Level 2 resonates with me. I've been using Playwright for a tech news aggregator I'm building, and capturing the text content at each step has been eye-opening.
One thing I learned: asking AI to evaluate "what's the first thing a confused user would try to click" often reveals navigation gaps that functional tests miss entirely.
The key insight here is that AI isn't replacing user testing — it's catching the obvious stuff faster so real user conversations can focus on deeper problems.
This is great advise. Everyone talks about UX, but usually things come ignoring just that, out of the gate. I feel things will get better in general thanks to AI models offering best practices, assuming one asks...but a founder is usually so busy with so much stuff that they might not even ask.
Also an interesting idea to ask an AI to give its opinion, though I'm not sure how much that would match a regular user. Also, this is (I think) limited to the web, at least for now. Not apps, unless one uses screenshots (a video would likely already taint the outcome). I'll definitely run a few experiments
That's great. I have a question. What AI tools do you recommend for UX testing?
In case it has lots of pages, how can you test them all? Or just one by one manually?
I know there might be some issues when you extend pages. Thanks
This is a really practical way to “see” your product with fresh eyes. I tried something similar by recording my own flow once, and it was shocking how many small confusions I had missed. Love how you break it into levels — super doable even for small teams.

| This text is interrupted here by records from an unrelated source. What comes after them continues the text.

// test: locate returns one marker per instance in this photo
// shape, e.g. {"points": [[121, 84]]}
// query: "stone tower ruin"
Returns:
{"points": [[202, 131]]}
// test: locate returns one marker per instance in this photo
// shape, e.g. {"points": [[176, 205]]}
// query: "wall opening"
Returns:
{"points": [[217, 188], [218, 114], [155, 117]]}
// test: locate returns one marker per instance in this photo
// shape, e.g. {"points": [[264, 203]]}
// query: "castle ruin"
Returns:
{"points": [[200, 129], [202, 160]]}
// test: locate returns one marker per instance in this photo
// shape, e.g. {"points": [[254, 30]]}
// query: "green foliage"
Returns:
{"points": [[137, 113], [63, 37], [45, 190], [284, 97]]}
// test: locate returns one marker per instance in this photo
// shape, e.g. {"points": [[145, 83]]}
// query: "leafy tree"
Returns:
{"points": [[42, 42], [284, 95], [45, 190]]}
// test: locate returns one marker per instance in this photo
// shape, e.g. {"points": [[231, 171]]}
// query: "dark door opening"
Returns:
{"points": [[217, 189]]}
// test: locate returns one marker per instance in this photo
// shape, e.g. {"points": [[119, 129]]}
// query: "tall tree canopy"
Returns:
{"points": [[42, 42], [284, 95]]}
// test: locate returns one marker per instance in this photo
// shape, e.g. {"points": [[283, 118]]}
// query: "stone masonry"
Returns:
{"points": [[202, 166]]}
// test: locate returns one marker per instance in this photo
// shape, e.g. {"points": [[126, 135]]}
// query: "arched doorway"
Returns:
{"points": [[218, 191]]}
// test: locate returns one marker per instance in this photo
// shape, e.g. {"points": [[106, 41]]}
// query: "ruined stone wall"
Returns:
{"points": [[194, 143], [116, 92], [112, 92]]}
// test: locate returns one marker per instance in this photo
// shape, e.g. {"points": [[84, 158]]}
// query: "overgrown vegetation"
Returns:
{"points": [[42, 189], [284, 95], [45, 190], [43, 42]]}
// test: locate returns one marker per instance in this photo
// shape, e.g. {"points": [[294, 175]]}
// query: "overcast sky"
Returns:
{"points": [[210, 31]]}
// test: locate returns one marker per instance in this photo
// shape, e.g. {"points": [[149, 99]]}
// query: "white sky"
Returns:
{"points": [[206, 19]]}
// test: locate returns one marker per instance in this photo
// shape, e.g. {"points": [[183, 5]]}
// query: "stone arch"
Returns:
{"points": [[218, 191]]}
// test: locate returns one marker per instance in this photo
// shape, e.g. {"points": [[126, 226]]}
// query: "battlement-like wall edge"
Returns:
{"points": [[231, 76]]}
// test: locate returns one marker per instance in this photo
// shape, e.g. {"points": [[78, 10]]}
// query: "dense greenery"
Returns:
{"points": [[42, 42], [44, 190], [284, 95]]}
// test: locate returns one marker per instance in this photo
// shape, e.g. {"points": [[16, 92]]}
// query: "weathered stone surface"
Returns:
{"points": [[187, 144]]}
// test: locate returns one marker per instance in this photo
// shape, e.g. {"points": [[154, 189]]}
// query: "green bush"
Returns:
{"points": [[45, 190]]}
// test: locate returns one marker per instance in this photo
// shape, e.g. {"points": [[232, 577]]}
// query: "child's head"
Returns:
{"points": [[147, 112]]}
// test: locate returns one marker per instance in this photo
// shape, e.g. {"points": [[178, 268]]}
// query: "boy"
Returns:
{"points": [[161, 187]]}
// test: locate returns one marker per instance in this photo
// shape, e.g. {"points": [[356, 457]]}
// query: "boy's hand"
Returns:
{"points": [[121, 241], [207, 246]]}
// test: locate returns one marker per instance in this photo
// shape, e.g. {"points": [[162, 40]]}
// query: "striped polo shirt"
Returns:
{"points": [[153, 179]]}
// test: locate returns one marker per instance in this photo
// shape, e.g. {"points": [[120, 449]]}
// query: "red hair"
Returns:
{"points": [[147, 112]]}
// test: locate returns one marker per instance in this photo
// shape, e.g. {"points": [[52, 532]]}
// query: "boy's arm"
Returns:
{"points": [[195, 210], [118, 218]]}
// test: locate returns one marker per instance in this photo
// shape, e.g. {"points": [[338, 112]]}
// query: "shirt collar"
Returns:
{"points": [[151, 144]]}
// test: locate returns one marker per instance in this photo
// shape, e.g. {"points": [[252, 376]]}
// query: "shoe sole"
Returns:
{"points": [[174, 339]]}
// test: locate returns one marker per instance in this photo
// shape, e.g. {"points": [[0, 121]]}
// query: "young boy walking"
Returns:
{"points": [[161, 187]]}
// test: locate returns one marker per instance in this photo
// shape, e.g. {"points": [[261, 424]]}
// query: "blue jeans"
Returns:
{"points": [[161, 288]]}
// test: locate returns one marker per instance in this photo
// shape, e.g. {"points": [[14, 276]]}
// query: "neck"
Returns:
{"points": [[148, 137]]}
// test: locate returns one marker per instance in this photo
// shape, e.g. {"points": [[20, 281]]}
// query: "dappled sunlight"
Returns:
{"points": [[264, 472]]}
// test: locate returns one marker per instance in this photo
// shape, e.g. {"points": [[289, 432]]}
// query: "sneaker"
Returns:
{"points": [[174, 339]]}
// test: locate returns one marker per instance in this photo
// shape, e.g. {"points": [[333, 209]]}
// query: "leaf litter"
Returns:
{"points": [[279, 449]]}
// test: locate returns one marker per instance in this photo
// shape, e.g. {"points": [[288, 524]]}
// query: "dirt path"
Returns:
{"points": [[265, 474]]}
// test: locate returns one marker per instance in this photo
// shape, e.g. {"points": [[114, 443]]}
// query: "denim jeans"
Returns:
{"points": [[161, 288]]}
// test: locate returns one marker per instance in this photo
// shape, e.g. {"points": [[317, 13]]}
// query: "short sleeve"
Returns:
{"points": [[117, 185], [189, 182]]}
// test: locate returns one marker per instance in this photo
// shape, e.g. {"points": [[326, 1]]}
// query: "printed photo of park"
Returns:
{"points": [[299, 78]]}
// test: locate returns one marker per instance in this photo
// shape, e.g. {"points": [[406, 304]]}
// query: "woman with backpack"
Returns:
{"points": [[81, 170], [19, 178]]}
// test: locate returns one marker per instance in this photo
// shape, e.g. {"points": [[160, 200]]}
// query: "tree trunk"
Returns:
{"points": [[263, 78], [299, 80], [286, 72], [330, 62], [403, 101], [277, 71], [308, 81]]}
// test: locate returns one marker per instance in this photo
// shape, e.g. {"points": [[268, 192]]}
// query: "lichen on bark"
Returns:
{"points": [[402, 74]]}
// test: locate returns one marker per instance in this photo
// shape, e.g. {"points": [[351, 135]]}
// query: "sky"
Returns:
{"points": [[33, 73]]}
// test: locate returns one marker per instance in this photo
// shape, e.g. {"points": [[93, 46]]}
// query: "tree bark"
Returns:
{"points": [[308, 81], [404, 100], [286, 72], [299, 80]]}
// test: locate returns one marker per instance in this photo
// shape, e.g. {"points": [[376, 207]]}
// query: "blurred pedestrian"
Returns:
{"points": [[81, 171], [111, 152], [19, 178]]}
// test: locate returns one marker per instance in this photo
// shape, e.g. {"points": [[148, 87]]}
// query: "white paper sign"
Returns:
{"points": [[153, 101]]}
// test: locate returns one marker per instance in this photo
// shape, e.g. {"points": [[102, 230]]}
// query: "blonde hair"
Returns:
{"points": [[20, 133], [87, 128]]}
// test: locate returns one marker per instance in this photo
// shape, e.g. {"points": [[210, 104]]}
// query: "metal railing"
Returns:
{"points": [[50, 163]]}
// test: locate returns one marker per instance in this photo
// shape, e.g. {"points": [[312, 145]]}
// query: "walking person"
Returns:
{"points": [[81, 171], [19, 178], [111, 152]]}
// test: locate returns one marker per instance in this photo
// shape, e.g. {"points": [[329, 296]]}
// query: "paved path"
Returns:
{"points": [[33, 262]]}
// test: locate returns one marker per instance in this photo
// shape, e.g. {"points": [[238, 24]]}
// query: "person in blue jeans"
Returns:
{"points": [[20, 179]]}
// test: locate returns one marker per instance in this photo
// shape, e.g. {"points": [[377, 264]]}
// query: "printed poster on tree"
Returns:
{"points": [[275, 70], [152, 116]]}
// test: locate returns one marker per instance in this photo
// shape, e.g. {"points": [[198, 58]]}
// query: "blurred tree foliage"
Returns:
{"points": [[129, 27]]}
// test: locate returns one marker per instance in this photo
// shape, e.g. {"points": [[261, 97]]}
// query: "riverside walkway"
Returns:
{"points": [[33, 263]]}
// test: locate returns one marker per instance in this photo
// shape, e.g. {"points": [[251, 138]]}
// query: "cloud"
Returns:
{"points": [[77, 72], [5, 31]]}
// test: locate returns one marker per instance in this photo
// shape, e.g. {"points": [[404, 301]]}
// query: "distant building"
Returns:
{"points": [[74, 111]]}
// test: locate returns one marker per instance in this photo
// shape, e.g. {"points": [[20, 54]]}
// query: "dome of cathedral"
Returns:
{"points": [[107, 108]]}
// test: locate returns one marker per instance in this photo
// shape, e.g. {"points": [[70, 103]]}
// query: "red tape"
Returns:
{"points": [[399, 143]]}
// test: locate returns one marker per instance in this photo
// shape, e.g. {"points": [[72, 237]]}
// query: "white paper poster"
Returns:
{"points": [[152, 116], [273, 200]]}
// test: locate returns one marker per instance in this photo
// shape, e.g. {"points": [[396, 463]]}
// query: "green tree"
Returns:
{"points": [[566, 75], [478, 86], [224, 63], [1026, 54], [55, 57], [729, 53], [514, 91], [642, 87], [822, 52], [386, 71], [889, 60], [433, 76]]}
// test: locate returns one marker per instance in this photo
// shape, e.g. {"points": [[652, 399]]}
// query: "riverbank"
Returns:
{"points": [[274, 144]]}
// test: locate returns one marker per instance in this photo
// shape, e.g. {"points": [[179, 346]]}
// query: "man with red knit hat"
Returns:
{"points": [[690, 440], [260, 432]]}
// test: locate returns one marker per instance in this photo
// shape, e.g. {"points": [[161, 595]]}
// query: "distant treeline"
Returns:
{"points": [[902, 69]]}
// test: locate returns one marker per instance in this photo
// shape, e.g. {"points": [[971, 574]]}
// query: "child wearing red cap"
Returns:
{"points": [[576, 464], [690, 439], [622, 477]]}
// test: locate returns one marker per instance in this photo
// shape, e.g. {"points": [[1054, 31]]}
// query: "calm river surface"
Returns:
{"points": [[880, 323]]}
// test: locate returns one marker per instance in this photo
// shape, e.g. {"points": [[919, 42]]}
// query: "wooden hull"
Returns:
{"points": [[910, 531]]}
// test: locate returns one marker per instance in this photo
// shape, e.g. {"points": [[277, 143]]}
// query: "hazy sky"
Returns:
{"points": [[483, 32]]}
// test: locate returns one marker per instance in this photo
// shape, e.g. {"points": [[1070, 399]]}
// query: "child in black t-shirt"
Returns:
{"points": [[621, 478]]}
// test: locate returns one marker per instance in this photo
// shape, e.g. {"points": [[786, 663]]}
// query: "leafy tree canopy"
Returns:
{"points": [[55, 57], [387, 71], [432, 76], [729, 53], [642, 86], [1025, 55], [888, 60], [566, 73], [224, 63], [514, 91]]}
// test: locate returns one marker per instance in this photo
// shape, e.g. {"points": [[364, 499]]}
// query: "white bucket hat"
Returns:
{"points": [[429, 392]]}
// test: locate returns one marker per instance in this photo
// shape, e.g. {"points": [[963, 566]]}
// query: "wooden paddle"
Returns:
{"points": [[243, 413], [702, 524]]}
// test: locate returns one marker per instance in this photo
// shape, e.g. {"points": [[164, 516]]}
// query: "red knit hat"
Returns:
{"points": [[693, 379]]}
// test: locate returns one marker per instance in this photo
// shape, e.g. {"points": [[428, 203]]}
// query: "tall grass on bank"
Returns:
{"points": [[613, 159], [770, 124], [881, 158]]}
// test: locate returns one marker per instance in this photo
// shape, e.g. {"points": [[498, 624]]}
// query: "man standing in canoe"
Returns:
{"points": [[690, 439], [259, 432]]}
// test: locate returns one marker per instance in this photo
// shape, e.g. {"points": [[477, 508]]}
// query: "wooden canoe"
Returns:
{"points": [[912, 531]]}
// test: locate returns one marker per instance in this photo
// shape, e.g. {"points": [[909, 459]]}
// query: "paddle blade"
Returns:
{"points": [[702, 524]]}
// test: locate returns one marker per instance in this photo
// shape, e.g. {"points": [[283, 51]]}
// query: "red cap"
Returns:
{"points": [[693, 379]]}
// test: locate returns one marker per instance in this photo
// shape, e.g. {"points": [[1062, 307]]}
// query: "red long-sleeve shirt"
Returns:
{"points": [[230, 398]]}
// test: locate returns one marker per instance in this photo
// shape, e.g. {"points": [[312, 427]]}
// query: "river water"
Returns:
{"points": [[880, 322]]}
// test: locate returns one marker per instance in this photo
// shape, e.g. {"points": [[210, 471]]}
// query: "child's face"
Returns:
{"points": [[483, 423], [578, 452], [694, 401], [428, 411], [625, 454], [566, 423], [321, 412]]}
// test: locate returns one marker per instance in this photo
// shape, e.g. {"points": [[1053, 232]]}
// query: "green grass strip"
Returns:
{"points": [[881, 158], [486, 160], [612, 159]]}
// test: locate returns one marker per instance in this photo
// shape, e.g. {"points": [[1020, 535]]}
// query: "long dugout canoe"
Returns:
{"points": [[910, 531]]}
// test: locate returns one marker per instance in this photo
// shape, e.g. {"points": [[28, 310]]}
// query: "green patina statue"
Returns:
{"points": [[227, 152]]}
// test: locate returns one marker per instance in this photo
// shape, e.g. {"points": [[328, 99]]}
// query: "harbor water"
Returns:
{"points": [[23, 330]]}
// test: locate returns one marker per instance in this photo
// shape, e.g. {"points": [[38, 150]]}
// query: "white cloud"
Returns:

I kinda agree . . . but also think it makes it all too mechanical versus intuitive . . .
Great breakdown. One thing I've learned from onboarding tests: the confusion usually isn't where you think it is.
Most founders test the "happy path" - when everything works. But new users get confused when something doesn't work, and they can't tell if it's their fault or a bug.
Level 1 tip: When you record yourself, try to intentionally make a small mistake (like filling a field wrong) and see what happens. That's where most users bounce.
The AI feedback works best when you ask it to narrate its internal confusion - not just "this is unclear" but "I'm not sure if I should click here or scroll down first."
putting to use immediately! thanks for the tips!